"Going walkabout A walk could cure almost all my blues Bare feet or in my two shoes One, two I think I'll go on a walkabout Find out what it's all about, can't hurt to try Use your legs to rock it wide Take a ride to the other side"
– Walkabout, Red Hot Chilli Peppers
A walkabout is a journey of discovery and of self.
In earlier times, it was known as a rite of passage where male Aborigine adolescents would embark on a journey into the wilderness, sometimes for as long as six months. Studies indicate our ancestors walked around 12-15km per day.
As a working mother of three sons, one with significant challenges, I also go walkabout.
I need it to cope with the pressure and stress of a life which at times feels overwhelming.
Psychologists and researchers are finding more and more science-backed reasons we should go walkabout and spend time in nature.

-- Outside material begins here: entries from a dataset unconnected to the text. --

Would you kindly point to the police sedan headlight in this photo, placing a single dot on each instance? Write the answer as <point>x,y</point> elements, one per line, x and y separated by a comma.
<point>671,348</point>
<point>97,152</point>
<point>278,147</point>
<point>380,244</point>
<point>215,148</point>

It has a de-stressing effect, helps eliminate fatigue, fights depression and anxiety, lowers your blood pressure and improves your ability to focus. Outdoor time is associated with a lower risk of early death.
Contact with nature is critical for our physical, mental, social and spiritual health.
Parks and reserves protect green space for current and future generations, enabling people from all walks of life to go walkabout and connect with nature. They are also critically important for the conservation of our native plants and wildlife. Protected natural areas are fundamental to vibrant and healthy communities.
Taranaki is blessed with an abundance of places to go walkabout.
They range from easy walks lasting less than an hour to multi-day tramps.
Good places to start for information are the Department of Conservation and District Council websites and community conservation groups such as Experience Purangi and Rotokare Scenic Reserve Trust.
I look forward to seeing you on a walkabout. I will be the one trailing a small group of energetic boys with a pack full of supplies.